The slums that surround the city have swollen since ExxonMobil’s huge Papua New Guinea Liquefied Natural Gas (PNG LNG) project started in 2009. Benjamin, a politics student who used to rob banks, took us to the Badilli slum, his home of the past 11 years, where a group of men gathered around us, chewing betel paste and eyeing us with a mixture of curiosity and distrust. “People kill each other here,” said Benjamin. “There are all sorts: people fleeing tribal fighting or accusations of witchcraft in their villages, people looking for a better life in the capital, civil servants, professionals, criminals, prostitutes... we do what we can to survive.” Has anything changed since the PNG LNG project began? “We’ve got nothing out of it, the only difference is that now more people live here.”
In four years, the arrival of the second biggest oil company in the world and its $19bn project (20% financed by the government) has transformed the capital.
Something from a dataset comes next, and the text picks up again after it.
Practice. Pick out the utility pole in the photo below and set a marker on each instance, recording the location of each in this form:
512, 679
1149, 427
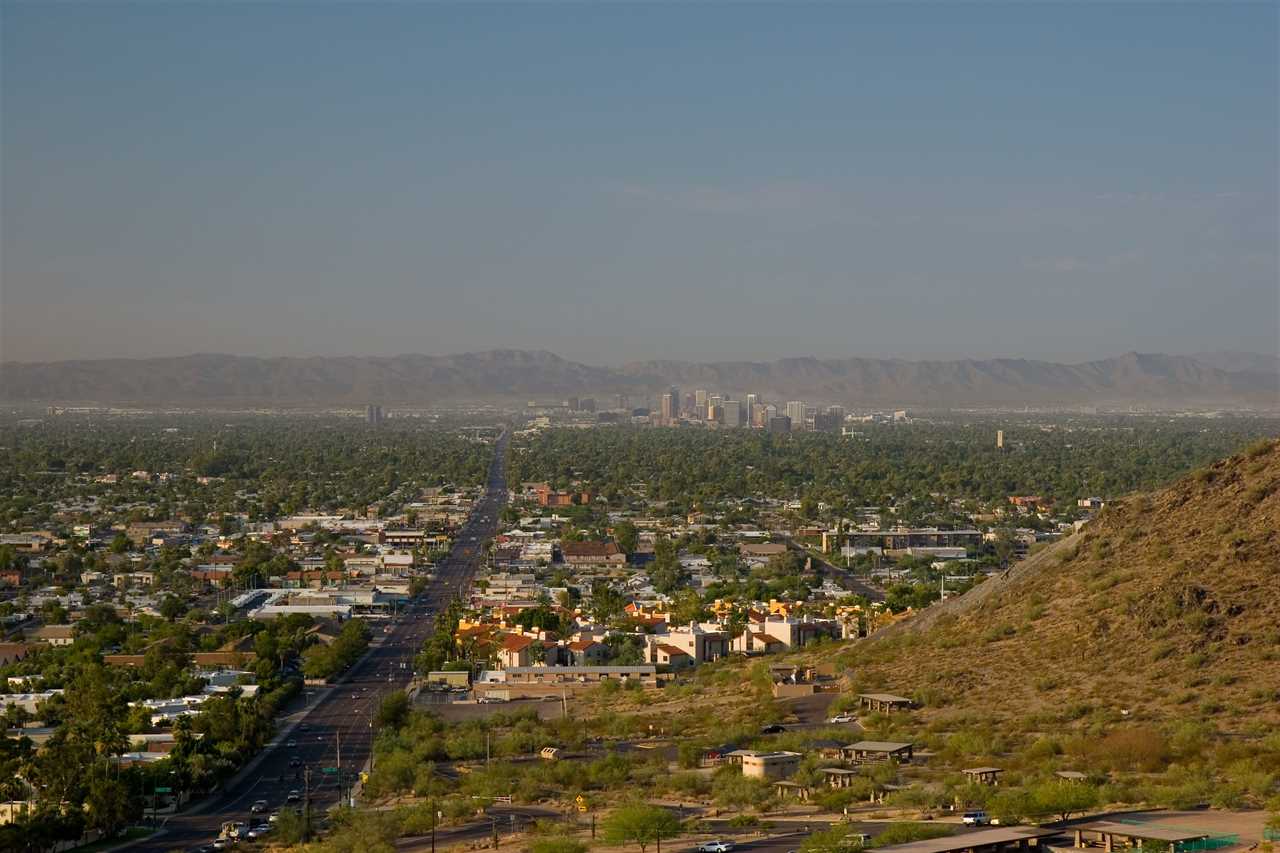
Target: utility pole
306, 804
It aims to supply China and Japan with gas for 30 years, and is the biggest development project ever undertaken in the Pacific. But it has caused a dispute between the US and China. On 2 March 2011 Secretary of State Hillary Clinton even accused Beijing of trying to push ExxonMobil out of the project: “We are in a competition with China,’’ she told the Senate foreign relations committee. Papua New Guinea is rich in natural resources and has become a strategic pawn for the US in its attempts to counter the growing influence of China, which quadrupled direct investment in the country between 2005 and 2010.
Luxury international hotels and apartment blocks for foreign executives have arrived in Port Moresby with ExxonMobil, raising prices. An average apartment in this dusty little city now costs $1,300 a week; offices and accommodation are more expensive than in Manhattan. “Exxon and its subcontractors only house foreign employees in Moresby; most local workers live with their families in the slums,” said Benjamin. Around us skinny children fought over empty beer bottles on the ground. A drunk staggered by and showed us his finger, stained purple with ink: “Look, I’ve voted! But our politicians are corrupt; they don’t care about us. In a year or two, this place will probably disappear. ExxonMobil wants to build tower blocks here.”
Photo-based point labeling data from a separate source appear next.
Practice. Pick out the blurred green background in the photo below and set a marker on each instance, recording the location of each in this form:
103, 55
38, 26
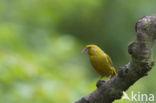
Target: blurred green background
41, 43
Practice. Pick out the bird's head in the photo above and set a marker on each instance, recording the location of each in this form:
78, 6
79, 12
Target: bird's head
92, 50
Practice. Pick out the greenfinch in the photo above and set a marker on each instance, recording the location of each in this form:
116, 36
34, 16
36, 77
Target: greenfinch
101, 62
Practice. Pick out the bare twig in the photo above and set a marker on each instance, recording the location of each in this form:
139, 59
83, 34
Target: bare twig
141, 62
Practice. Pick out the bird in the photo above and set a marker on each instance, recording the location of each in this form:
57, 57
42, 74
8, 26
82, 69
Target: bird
100, 61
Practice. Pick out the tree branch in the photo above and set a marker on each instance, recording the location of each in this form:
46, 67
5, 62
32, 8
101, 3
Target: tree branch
141, 62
It is hard to find any of the 8,000 foreigners who work for the company and its partners. “They are invisible,” said Nicolas Garnier, a French anthropologist who has been teaching at the University of Papua New Guinea for almost 10 years (locals call him “the white man who chews betel”). “During colonisation, certain areas were effectively reserved for whites.” Until 1958 locals were subject to a curfew at night. “Rents are so high now that entire areas are inhabited only by foreigners and a few local rich people. This has created a de facto apartheid, economic rather than ideological.”
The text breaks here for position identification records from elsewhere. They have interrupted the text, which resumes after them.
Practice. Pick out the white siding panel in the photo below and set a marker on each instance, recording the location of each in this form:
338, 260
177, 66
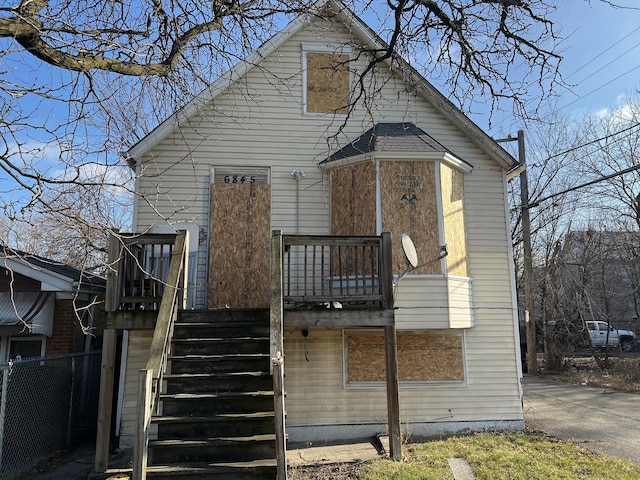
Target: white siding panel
137, 356
460, 293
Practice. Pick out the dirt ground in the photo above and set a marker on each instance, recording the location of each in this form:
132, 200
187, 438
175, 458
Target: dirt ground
614, 373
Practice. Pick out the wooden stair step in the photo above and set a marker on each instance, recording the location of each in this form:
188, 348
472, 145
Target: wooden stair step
214, 441
212, 418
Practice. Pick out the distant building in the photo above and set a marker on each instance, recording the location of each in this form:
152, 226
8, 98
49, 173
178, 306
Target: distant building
46, 308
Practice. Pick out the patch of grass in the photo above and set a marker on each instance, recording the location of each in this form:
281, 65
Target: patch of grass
511, 455
492, 456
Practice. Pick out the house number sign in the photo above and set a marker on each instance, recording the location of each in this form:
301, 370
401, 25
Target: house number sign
241, 176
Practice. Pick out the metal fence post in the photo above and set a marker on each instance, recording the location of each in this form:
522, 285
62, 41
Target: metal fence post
71, 394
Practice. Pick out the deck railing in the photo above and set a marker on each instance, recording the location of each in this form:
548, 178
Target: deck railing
139, 268
331, 270
172, 300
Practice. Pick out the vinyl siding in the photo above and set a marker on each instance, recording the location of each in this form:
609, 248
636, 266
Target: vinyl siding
137, 355
259, 122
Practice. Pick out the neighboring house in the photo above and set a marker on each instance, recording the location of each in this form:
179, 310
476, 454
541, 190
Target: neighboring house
46, 308
272, 145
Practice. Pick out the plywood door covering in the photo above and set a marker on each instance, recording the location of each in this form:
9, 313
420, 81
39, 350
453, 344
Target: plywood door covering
239, 245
The new apartment blocks stand on the top of Paga Hill, overlooking the centre of Port Moresby, or between the Royal Papua Yacht Club and the headquarters of PNG LNG. These air-conditioned fortresses with ocean views, private pools and security guards house the project’s senior employees. ExxonMobil’s obsession with security means employees staying at the Crown Plaza hotel are not allowed to walk the 30 metres to the office, and there are many “prohibited zones” in the city, considered too dangerous for employees to enter even in their chauffeur-driven cars.
They use different security measures in Hela Province, where the underground gas reserves are. “Armed squads chased us from our land like we were wild pigs,” said Robert Dale, a landowner in Hides, a village in the middle of Hela. Opposite us, the Hides 4 treatment plant cast its shadow over the small reed huts and banana trees; on the horizon, mechanical diggers cut deep brown gashes in the hillside. For weeks Dale had been hanging about the plant’s barbed wire-topped gates hoping to get a job. In March 2012 thousands of people blockaded it to demand infrastructure, jobs and compensation for their lost land.
“We protested, but the LNG police shot at us. We want the company to re-house us and provide the public services they promised,” said Dale. The men around him chorused their agreement. Anger is growing in this wild highland region where 20,000 landowners are affected by the project. Land is passed down through generations and still represents the main source of livelihood for most of the population, who own almost 97% of the territory.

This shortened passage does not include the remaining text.